We didn’t deal with skiing last winter. My mom didn’t get out the ski rack or the skis. She wasn’t as good as my dad, and driving in the snow scared her, even though she was the one who had lived in it all her life and my dad was from Portland, where it didn’t snow nearly as much. We didn’t even talk about going skiing. And I wasn’t mad. I didn’t want to go either. Maybe Miles did, but if so, he didn’t say.





7.


I was changing into my black jeans and black T-shirt early in the morning when I heard Miles hollering out and my mom hurrying down the hall to his room.
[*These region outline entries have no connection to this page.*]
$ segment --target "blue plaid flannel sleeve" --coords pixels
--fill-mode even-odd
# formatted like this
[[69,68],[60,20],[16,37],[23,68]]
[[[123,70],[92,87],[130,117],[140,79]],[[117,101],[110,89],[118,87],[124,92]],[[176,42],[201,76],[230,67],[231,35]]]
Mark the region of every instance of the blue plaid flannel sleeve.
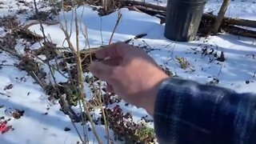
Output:
[[160,144],[255,144],[256,94],[170,78],[154,119]]

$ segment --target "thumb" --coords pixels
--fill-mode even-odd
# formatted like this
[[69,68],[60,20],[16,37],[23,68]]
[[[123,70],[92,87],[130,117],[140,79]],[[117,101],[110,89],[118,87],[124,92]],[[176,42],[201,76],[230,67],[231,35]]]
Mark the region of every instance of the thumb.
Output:
[[113,66],[101,62],[94,62],[89,66],[89,70],[102,81],[110,81],[110,76],[113,73]]

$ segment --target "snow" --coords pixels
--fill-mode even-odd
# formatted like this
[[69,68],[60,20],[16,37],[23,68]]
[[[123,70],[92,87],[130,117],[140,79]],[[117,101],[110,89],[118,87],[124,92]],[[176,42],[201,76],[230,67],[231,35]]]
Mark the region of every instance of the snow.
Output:
[[[19,10],[19,6],[15,5],[15,1],[1,1],[2,9],[0,9],[1,15],[11,14],[8,11],[9,7],[12,6],[14,11]],[[33,2],[26,1],[28,2]],[[166,0],[162,2],[158,1],[149,1],[150,2],[165,6]],[[213,11],[214,14],[221,6],[222,1],[209,0],[205,9],[205,12]],[[33,10],[29,6],[22,8],[29,10],[28,14],[17,15],[18,18],[25,22],[26,18],[32,14]],[[44,9],[42,9],[44,10]],[[210,36],[201,38],[198,41],[191,42],[176,42],[170,41],[163,36],[164,25],[160,24],[160,20],[156,17],[152,17],[146,14],[129,11],[127,9],[121,9],[122,18],[114,35],[112,42],[126,41],[140,34],[147,34],[147,36],[132,41],[135,46],[149,45],[151,50],[149,54],[162,66],[168,67],[170,71],[178,76],[198,81],[201,83],[207,83],[218,78],[219,83],[217,86],[233,89],[238,92],[254,92],[256,86],[256,39],[248,38],[222,34],[218,36]],[[99,17],[97,11],[90,6],[80,6],[77,10],[79,19],[79,46],[81,49],[88,48],[86,39],[82,32],[86,32],[90,47],[97,47],[101,45],[108,44],[113,29],[118,18],[118,12],[114,12],[110,15]],[[59,18],[62,23],[65,24],[66,18],[67,27],[73,32],[75,31],[74,18],[71,17],[72,12],[60,13]],[[241,2],[231,1],[228,8],[226,16],[240,18],[248,18],[256,20],[256,4],[253,0]],[[65,17],[64,17],[65,16]],[[60,29],[60,25],[47,26],[43,25],[46,35],[50,37],[54,43],[58,46],[63,46],[65,35]],[[31,31],[42,35],[39,25],[30,26]],[[4,31],[0,30],[2,35]],[[72,43],[75,46],[75,34],[70,37]],[[66,46],[64,42],[64,46]],[[22,45],[17,46],[17,49],[22,49]],[[38,43],[32,46],[33,48],[38,48]],[[218,51],[219,56],[223,51],[226,61],[223,62],[214,60],[210,62],[213,56],[202,55],[202,49],[207,47]],[[194,54],[196,53],[196,54]],[[190,69],[183,70],[178,65],[176,58],[184,58],[190,62],[194,71]],[[14,58],[2,52],[0,54],[0,105],[4,105],[0,108],[0,116],[5,116],[6,119],[11,118],[10,112],[14,109],[25,110],[24,116],[20,119],[11,118],[8,123],[14,128],[13,131],[9,131],[0,136],[0,143],[16,144],[16,143],[31,143],[31,144],[54,144],[54,143],[77,143],[79,138],[77,135],[70,118],[59,110],[58,104],[50,102],[43,90],[37,84],[34,84],[33,78],[24,71],[20,71],[13,66],[14,63],[18,62]],[[11,65],[11,66],[4,66]],[[65,78],[58,73],[55,75],[58,82],[65,81]],[[247,82],[249,82],[249,83]],[[248,83],[248,84],[246,84]],[[13,88],[4,90],[4,88],[12,84]],[[88,90],[88,86],[85,86],[85,90]],[[88,92],[89,93],[89,92]],[[10,95],[8,98],[6,95]],[[140,121],[142,116],[146,115],[145,110],[137,108],[134,106],[124,106],[125,102],[122,102],[120,106],[124,111],[131,112],[135,122]],[[50,108],[50,109],[49,109]],[[49,109],[49,110],[48,110]],[[5,111],[7,110],[7,111]],[[47,114],[44,114],[47,112]],[[95,112],[97,114],[97,112]],[[77,124],[82,134],[82,126]],[[150,123],[149,126],[153,127]],[[71,129],[70,131],[64,131],[65,127]],[[106,140],[105,128],[102,126],[97,126],[96,130],[100,134],[100,138]],[[113,132],[110,131],[113,138]],[[88,134],[90,138],[90,142],[96,142],[95,138],[90,132]],[[106,142],[104,141],[105,143]]]

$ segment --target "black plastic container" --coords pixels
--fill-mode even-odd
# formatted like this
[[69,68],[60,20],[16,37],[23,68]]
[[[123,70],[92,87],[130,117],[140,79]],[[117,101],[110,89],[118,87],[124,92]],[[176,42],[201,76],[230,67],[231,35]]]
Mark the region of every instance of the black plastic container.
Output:
[[193,41],[198,33],[206,0],[168,0],[165,37]]

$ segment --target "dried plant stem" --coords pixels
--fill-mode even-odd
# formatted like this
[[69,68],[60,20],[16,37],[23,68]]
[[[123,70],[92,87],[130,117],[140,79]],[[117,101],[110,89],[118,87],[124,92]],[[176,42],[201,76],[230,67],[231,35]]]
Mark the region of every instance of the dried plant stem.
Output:
[[115,30],[116,30],[117,28],[118,28],[118,24],[119,24],[119,22],[120,22],[120,20],[121,20],[121,18],[122,18],[122,14],[120,14],[120,12],[118,11],[118,19],[117,19],[117,22],[116,22],[115,26],[114,26],[114,30],[113,30],[113,31],[112,31],[112,34],[111,34],[111,37],[110,37],[110,42],[109,42],[109,45],[111,44],[114,34],[115,33]]
[[[50,2],[53,4],[53,6],[54,6],[54,10],[57,12],[57,9],[53,2],[53,0],[50,0]],[[76,12],[76,8],[75,8],[75,12]],[[58,13],[57,13],[58,14]],[[86,102],[85,100],[85,94],[84,94],[84,92],[83,92],[83,71],[82,71],[82,60],[81,60],[81,58],[80,58],[80,53],[79,53],[79,44],[78,44],[78,15],[77,14],[75,14],[75,26],[76,26],[76,32],[77,32],[77,38],[76,38],[76,41],[77,41],[77,49],[74,48],[74,45],[72,44],[71,41],[70,41],[70,37],[67,32],[67,30],[65,30],[64,29],[64,26],[62,23],[62,21],[60,19],[59,17],[58,17],[58,21],[60,22],[60,28],[61,30],[62,30],[62,32],[64,33],[65,34],[65,37],[66,37],[66,40],[69,45],[69,47],[70,49],[70,50],[72,51],[73,54],[74,54],[74,56],[75,56],[75,58],[77,60],[76,63],[77,63],[77,70],[78,70],[78,88],[79,88],[79,96],[80,96],[80,98],[81,98],[81,101],[82,101],[82,103],[83,105],[83,109],[86,112],[86,114],[89,119],[89,122],[91,124],[91,126],[92,126],[92,130],[93,130],[93,133],[94,134],[94,136],[96,137],[96,139],[98,141],[98,143],[102,143],[96,130],[95,130],[95,127],[94,127],[94,122],[92,120],[92,118],[90,114],[90,111],[88,110],[88,107],[87,107],[87,105],[86,105]]]

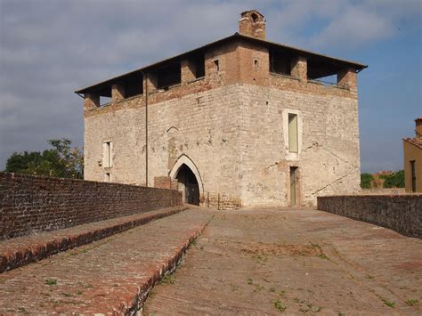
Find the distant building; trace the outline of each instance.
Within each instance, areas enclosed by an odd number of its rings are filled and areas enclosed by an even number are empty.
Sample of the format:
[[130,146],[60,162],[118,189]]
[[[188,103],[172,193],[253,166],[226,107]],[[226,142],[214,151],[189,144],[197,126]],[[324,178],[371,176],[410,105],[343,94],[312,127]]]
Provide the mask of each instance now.
[[220,208],[355,193],[366,67],[269,42],[264,16],[244,12],[239,33],[76,92],[85,177],[178,182],[186,202]]
[[403,139],[406,192],[422,192],[422,117],[415,122],[415,137]]

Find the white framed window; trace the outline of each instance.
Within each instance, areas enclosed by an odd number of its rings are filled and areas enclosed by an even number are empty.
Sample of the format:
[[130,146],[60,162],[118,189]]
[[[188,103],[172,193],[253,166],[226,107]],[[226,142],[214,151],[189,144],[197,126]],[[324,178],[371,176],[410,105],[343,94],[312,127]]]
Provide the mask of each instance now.
[[288,113],[288,151],[298,152],[297,114]]
[[102,167],[113,166],[113,142],[104,142],[102,143]]
[[295,109],[284,109],[282,120],[286,159],[298,160],[302,150],[302,111]]

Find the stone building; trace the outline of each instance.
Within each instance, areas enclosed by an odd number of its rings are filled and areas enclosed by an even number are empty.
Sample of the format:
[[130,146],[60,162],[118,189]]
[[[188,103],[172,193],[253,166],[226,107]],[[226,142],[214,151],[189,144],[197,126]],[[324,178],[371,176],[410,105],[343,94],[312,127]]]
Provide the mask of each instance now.
[[415,137],[403,139],[406,192],[422,192],[422,117],[415,123]]
[[239,33],[76,92],[85,177],[177,180],[186,202],[219,208],[354,193],[366,67],[269,42],[264,16],[244,12]]

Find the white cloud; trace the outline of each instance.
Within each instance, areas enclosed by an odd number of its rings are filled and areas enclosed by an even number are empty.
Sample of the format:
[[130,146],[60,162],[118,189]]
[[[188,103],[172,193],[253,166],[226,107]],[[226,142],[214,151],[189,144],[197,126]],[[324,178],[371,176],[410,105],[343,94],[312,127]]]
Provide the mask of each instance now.
[[0,0],[0,169],[12,151],[45,148],[49,138],[82,144],[75,89],[231,35],[243,10],[265,15],[271,40],[325,50],[420,28],[420,4]]

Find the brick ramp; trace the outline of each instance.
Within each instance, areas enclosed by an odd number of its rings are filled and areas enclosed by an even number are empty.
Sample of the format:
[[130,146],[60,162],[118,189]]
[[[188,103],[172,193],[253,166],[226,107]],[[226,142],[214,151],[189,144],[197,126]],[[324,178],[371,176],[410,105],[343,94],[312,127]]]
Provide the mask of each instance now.
[[0,273],[177,214],[186,208],[186,207],[163,208],[0,241]]
[[187,210],[0,275],[0,314],[132,313],[212,218]]

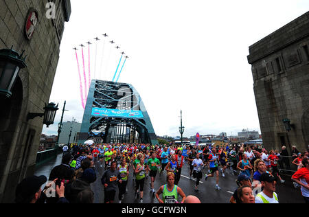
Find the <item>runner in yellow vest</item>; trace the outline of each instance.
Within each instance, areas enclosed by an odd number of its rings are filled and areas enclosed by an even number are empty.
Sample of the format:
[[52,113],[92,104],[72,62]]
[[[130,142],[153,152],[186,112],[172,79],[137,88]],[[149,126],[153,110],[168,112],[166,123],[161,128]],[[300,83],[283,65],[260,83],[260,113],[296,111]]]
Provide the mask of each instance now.
[[[182,197],[181,203],[185,200],[185,194],[181,188],[174,185],[175,175],[174,173],[168,173],[166,175],[168,183],[162,185],[156,193],[156,198],[160,203],[178,203],[178,194]],[[160,194],[162,194],[162,200],[160,198]]]
[[263,191],[255,196],[255,203],[279,203],[276,190],[276,179],[269,173],[263,173],[260,181]]

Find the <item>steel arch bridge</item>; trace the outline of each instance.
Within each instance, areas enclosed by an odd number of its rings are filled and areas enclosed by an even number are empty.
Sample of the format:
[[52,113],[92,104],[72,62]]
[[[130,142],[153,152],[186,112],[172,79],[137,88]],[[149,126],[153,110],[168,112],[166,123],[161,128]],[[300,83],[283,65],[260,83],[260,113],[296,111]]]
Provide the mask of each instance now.
[[78,144],[97,137],[103,143],[157,144],[139,94],[129,84],[92,80]]

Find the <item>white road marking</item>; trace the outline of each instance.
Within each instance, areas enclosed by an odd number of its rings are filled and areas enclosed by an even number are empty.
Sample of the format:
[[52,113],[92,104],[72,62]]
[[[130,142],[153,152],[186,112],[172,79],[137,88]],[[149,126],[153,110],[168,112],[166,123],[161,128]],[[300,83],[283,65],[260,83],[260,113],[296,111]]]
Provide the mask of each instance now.
[[[183,177],[187,178],[187,179],[190,179],[190,177],[187,177],[187,176],[184,176],[184,175],[181,175],[181,176],[183,176]],[[193,179],[192,180],[196,181],[196,179]],[[203,183],[203,181],[200,181],[200,183]]]

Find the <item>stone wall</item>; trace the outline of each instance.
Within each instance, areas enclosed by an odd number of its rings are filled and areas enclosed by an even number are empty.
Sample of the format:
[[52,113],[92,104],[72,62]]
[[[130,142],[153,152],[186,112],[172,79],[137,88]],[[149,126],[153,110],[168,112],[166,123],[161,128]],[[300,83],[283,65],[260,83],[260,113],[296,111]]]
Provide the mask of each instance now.
[[[49,103],[65,22],[71,13],[69,0],[53,1],[55,19],[47,19],[47,0],[0,1],[0,49],[27,55],[27,67],[19,71],[10,99],[1,98],[0,108],[0,202],[14,198],[17,183],[33,174],[43,128],[43,117],[27,120],[29,113],[44,112]],[[30,8],[38,14],[32,38],[25,29]]]
[[[249,47],[264,145],[299,151],[309,144],[309,12]],[[290,119],[286,131],[282,119]]]

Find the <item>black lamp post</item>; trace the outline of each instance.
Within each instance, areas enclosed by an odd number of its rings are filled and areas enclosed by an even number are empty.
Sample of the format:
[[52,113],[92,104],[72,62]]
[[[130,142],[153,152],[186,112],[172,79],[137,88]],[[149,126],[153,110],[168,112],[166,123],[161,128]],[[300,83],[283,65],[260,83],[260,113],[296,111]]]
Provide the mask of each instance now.
[[27,67],[23,53],[19,55],[11,49],[0,49],[0,94],[7,98],[12,95],[12,89],[20,69]]
[[28,116],[27,117],[27,120],[34,119],[36,117],[44,116],[43,124],[46,124],[47,127],[48,127],[49,125],[54,124],[56,112],[58,109],[59,109],[58,108],[58,104],[56,106],[56,104],[54,102],[49,103],[48,105],[46,105],[45,104],[45,106],[44,107],[44,113],[29,113]]
[[181,110],[181,126],[179,127],[179,133],[181,135],[181,146],[183,145],[183,133],[185,132],[185,127],[183,126],[183,111]]
[[285,118],[282,119],[282,122],[284,124],[284,128],[286,128],[286,131],[290,131],[291,130],[291,124],[290,124],[290,120],[289,119]]

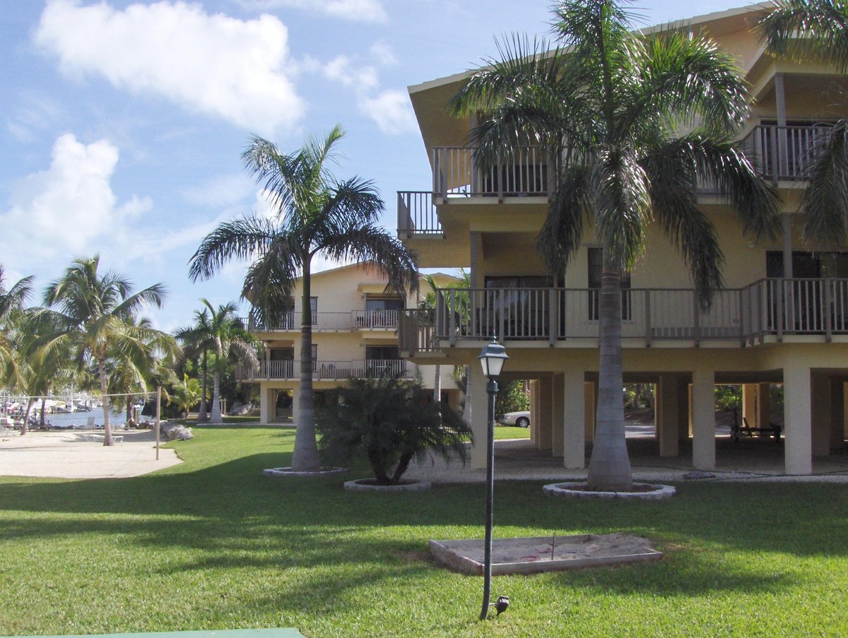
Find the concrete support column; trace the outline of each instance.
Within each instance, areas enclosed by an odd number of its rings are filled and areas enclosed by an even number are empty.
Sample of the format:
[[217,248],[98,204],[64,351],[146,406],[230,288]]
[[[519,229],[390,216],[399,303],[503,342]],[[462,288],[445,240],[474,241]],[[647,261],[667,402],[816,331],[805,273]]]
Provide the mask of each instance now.
[[[772,384],[760,383],[756,389],[756,426],[767,428],[772,420]],[[750,421],[748,424],[754,428]]]
[[812,473],[810,368],[795,364],[784,368],[784,423],[787,474]]
[[845,442],[845,382],[830,380],[830,445],[828,454],[842,447]]
[[530,388],[530,440],[538,447],[538,382],[533,379]]
[[715,373],[692,372],[692,465],[700,470],[716,468]]
[[830,454],[830,378],[822,374],[813,375],[810,380],[810,389],[812,456],[827,456]]
[[751,428],[756,427],[756,383],[744,383],[742,385],[742,415],[739,417],[739,425],[742,419],[748,422]]
[[598,382],[587,381],[583,383],[583,403],[586,406],[584,439],[587,441],[594,440],[594,426],[597,422],[598,414]]
[[274,391],[268,389],[265,383],[259,383],[259,423],[267,425],[271,423],[270,416],[273,413]]
[[570,469],[586,467],[586,413],[589,411],[588,406],[594,407],[594,397],[592,395],[587,400],[587,388],[591,389],[592,384],[583,383],[583,370],[569,370],[561,375],[566,406],[562,420],[565,437],[563,464]]
[[[477,363],[475,361],[475,363]],[[480,469],[486,467],[486,433],[488,419],[488,394],[486,392],[486,383],[488,379],[483,373],[480,365],[468,367],[471,378],[471,395],[466,400],[471,402],[471,433],[474,434],[474,443],[471,445],[471,469]]]
[[552,450],[554,417],[554,379],[551,376],[538,380],[538,441],[537,446],[541,451]]
[[551,448],[554,456],[565,454],[565,380],[564,375],[555,374],[551,388]]
[[656,439],[660,443],[661,456],[677,456],[679,453],[680,414],[678,411],[680,378],[676,374],[663,374],[655,393],[655,423]]

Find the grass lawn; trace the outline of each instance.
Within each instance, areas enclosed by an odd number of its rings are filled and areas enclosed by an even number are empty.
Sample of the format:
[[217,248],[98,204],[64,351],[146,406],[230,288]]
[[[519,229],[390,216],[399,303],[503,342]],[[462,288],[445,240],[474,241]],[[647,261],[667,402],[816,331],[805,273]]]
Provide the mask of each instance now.
[[496,577],[511,604],[481,623],[482,579],[436,567],[427,547],[482,537],[483,485],[348,493],[344,477],[260,474],[288,464],[293,431],[194,432],[170,444],[185,463],[144,477],[0,478],[0,635],[848,635],[845,485],[692,483],[634,503],[498,483],[496,536],[627,530],[667,556]]

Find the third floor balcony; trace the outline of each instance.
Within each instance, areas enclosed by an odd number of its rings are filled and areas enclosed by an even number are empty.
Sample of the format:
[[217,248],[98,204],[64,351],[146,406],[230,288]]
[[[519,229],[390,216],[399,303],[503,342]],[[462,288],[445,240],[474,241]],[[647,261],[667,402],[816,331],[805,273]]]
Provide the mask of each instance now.
[[[739,145],[763,178],[792,187],[809,179],[811,163],[831,132],[829,125],[760,125]],[[549,149],[519,147],[510,158],[487,169],[477,165],[474,150],[471,147],[432,148],[432,190],[398,193],[399,237],[442,235],[439,205],[480,198],[544,202],[553,194],[557,158]],[[701,189],[706,193],[714,191],[706,184]]]

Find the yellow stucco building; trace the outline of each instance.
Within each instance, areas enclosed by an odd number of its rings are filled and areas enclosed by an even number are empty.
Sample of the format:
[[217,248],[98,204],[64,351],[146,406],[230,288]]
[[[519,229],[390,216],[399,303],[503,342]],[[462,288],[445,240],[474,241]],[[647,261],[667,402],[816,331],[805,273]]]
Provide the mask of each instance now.
[[[437,274],[441,286],[455,284],[454,277]],[[436,366],[416,365],[400,357],[398,319],[404,309],[417,308],[427,294],[421,283],[418,294],[398,296],[386,291],[387,277],[376,268],[352,264],[315,272],[311,277],[312,369],[316,401],[321,393],[350,377],[399,374],[434,388]],[[258,367],[239,365],[237,378],[259,384],[262,423],[297,423],[300,387],[300,310],[298,280],[291,309],[276,326],[251,324],[250,332],[263,344]],[[438,369],[441,398],[453,406],[460,390],[453,367]]]
[[[750,85],[751,115],[739,137],[779,189],[783,237],[751,242],[729,206],[703,189],[699,205],[720,237],[726,288],[702,312],[682,257],[659,228],[650,229],[622,294],[624,380],[656,384],[660,455],[678,456],[691,437],[691,463],[702,469],[717,462],[715,385],[742,385],[744,416],[752,427],[767,427],[767,389],[781,384],[785,471],[806,474],[814,458],[845,445],[848,247],[805,244],[796,211],[807,154],[828,123],[848,115],[848,82],[832,69],[767,54],[752,15],[749,7],[687,25],[733,54]],[[467,146],[474,122],[445,108],[468,76],[410,87],[432,184],[399,193],[398,231],[421,267],[468,268],[472,288],[467,294],[442,290],[432,316],[403,313],[400,349],[419,365],[472,364],[472,386],[483,388],[474,360],[494,332],[510,356],[505,373],[533,381],[535,445],[561,456],[566,467],[583,467],[599,368],[600,247],[588,225],[564,278],[548,276],[535,241],[555,159],[527,147],[509,164],[475,165]],[[472,427],[481,442],[472,450],[474,467],[485,465],[485,400],[474,393]]]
He didn’t usually have nightmares. Not even after the accident.

I tiptoed down the hall to the room and I heard my mother soothing him and Miles saying something about Harley.

Uh-oh.

I pushed open the door. “Everything okay?”

“Miles had a bad dream,” Mom said, looking shaky. “He dreamed he was buried alive.”

“It’s okay, Mom,” Miles said. And then, before I could stop him, he said, “It’s from a show that Cedar and I have been watching.”